Tres años más tarde apareció otra. Las dos brillaron juntas por más de cuatro años antes de que se les uniera una tercera. Al cabo de la primera centuria no había siquiera veinticinco estrellas brillando en las vastas inmensidades de esos tristes cielos. Al cabo de mil años no había aún el suficiente número de estrellas visibles para constituir un espectáculo. Al cabo de un millón de años solamente la mitad del despliegue actual había enviado su luz a través de las fronteras telescópicas, y pasó otro millón hasta que sucediera lo mismo con el resto. No habiendo telescopios en esa época, no pudo observarse el advenimiento.

Desde hace trescientos años los astrónomos cristianos saben que su divinidad no creó las estrellas en aquel fatídico día, pero el astrónomo cristiano no se detiene en estos detalles. Ni tampoco lo hace el sacerdote.

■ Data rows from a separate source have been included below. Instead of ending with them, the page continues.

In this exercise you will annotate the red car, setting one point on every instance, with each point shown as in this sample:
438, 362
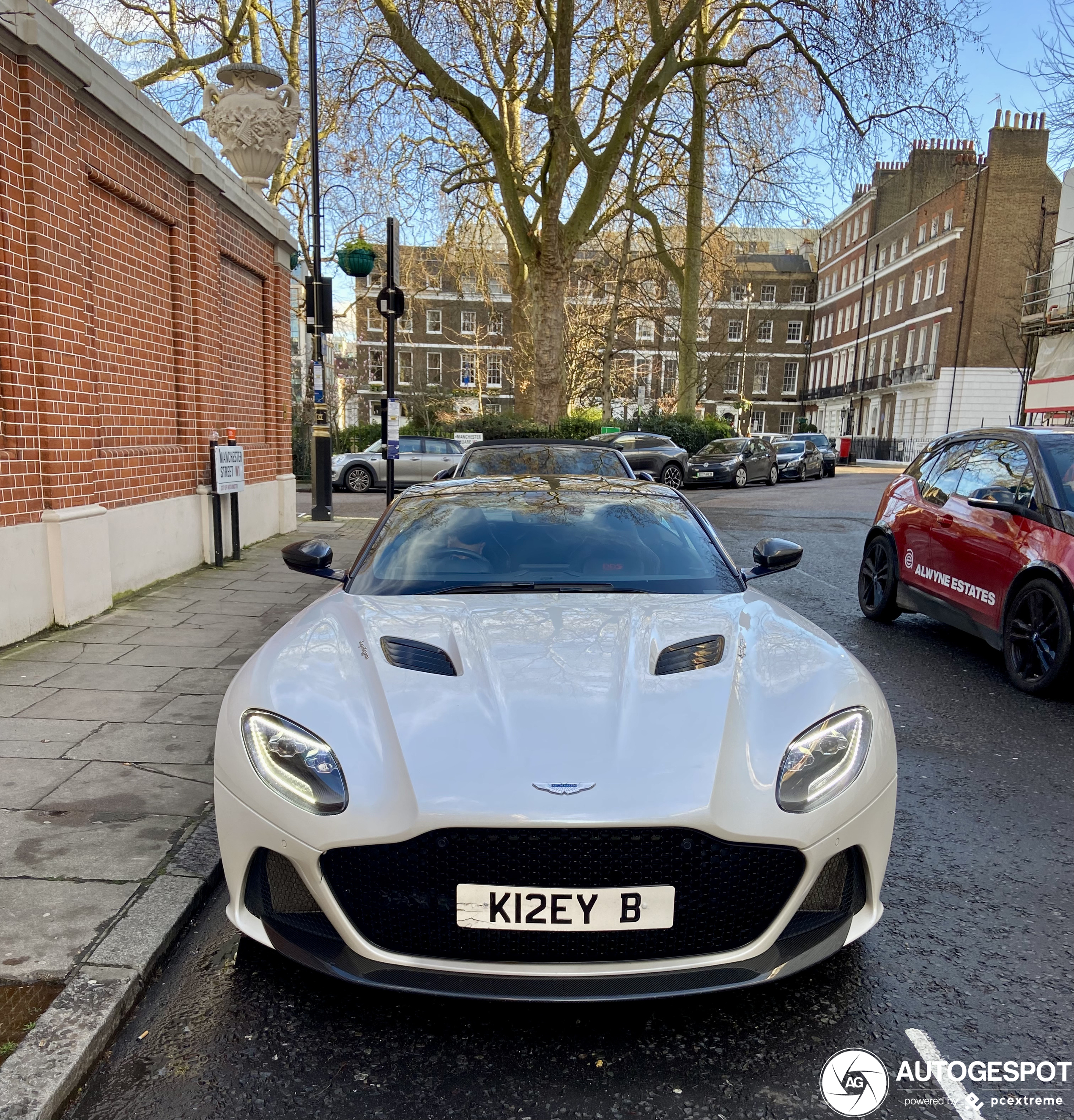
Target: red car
979, 534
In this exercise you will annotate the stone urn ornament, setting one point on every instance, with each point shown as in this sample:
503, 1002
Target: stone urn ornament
253, 120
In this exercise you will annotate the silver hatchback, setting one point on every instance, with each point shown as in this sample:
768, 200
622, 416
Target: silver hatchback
420, 457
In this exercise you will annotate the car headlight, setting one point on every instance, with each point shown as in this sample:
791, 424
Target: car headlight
824, 761
295, 763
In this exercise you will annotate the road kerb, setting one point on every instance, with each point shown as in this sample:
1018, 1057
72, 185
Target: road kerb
55, 1057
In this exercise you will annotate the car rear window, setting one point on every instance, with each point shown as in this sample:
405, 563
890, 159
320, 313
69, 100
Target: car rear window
515, 540
1058, 452
996, 468
541, 461
945, 472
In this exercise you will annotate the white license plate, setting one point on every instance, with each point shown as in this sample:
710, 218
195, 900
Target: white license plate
564, 910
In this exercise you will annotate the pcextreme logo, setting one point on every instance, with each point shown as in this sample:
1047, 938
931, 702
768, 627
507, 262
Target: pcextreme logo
854, 1082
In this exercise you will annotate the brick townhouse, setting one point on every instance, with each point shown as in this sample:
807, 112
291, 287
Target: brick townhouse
455, 341
920, 290
145, 296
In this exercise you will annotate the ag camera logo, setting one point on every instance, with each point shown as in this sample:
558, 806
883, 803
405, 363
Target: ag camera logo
854, 1083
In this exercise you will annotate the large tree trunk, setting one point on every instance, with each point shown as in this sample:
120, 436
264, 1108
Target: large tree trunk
691, 263
549, 318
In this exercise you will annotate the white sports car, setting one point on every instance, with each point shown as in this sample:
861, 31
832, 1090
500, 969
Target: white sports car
546, 742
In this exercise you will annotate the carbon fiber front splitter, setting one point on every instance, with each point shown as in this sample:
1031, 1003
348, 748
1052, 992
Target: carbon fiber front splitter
332, 957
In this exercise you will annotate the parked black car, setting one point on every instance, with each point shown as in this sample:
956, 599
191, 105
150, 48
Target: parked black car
734, 462
829, 453
800, 460
543, 457
658, 455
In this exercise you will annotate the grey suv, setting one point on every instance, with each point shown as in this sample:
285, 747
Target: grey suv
658, 455
420, 457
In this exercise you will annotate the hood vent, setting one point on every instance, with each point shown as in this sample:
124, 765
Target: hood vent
697, 653
420, 657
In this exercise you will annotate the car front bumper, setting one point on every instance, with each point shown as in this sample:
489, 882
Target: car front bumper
712, 476
298, 914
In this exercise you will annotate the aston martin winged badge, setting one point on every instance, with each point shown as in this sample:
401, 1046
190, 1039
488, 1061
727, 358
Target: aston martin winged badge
564, 788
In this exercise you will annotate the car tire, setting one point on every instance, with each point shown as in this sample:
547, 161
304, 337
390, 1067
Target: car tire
672, 476
1037, 638
878, 581
358, 480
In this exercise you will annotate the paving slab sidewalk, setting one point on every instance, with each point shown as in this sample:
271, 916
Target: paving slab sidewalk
107, 748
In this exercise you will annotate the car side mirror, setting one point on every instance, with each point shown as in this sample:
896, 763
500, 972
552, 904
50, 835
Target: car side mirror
312, 558
773, 555
999, 503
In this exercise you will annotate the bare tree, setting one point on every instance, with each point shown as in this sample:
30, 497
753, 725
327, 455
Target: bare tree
1054, 78
534, 106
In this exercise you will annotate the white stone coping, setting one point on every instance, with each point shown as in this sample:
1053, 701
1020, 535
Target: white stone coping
35, 28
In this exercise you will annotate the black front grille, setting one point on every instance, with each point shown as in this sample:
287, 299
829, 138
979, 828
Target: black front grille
401, 896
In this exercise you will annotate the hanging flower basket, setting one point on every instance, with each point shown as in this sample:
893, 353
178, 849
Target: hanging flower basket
356, 259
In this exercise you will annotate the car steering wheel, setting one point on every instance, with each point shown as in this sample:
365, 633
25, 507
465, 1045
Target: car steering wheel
451, 559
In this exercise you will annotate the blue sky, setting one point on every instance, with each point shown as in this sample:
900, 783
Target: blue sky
1009, 45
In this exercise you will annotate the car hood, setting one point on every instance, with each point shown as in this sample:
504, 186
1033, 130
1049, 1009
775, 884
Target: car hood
551, 688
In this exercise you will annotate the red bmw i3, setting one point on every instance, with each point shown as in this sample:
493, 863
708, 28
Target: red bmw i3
979, 534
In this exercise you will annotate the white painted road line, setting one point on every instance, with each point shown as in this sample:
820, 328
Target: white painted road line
960, 1100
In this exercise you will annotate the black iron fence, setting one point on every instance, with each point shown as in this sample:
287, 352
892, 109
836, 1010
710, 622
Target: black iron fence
890, 451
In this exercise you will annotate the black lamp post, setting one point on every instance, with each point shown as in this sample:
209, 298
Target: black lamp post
318, 308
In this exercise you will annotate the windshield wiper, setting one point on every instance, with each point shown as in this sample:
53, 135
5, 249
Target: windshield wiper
483, 589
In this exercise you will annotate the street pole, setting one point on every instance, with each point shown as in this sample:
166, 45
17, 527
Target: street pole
391, 304
321, 453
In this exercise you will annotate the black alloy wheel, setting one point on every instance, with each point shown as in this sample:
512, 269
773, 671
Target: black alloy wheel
358, 480
1037, 638
672, 476
878, 582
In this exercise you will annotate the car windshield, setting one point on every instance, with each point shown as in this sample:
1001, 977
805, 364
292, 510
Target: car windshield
725, 447
1058, 452
542, 538
538, 460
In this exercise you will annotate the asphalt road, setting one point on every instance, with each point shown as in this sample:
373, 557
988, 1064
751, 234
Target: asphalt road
975, 947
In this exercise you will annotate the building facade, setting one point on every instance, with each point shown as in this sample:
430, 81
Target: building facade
454, 345
1047, 323
145, 296
920, 292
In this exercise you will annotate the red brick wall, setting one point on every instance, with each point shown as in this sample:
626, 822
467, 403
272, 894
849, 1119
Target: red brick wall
137, 314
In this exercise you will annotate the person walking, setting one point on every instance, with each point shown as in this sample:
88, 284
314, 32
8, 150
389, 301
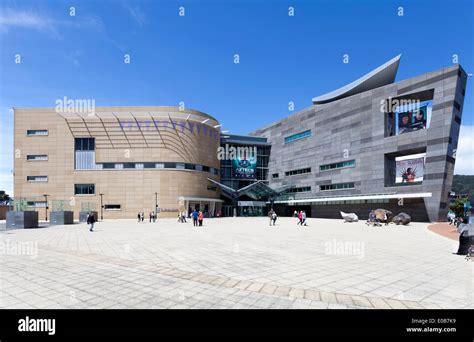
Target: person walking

En su Libro, Dios es elocuente en la alabanza de sus poderosas obras, y las califica con los nombres más grandes que encuentra, indicando así que siente una fuerte y justa admiración por las magnitudes; por otra parte hizo esos millones de soles prodigiosos para iluminar este orbe pequeñísimo, en vez de señalar al pequeño sol de este orbe la obligación de asistirlos. Él menciona a Arcturus; una vez fuimos allí. ¡Es una de las lámparas nocturnas de la Tierra! Ese globo gigantesco que es cincuenta mil veces más grande que el sol de esta Tierra, y que comparado con él es como un melón frente a una catedral. A pesar de eso, los chicos todavía aprenden en la escuela dominical que Arcturus fue creado para contribuir a iluminar esta Tierra; y el niño crece y continúa creyéndolo mucho después de haber descubierto que todas las probabilidades están contra ello. Según la Biblia y sus siervos, el universo tiene solamente seis mil años. En los últimos cien años, algunas mentes estudiosas e inquisitivas descubrieron que su formación bordea los cien millones de años.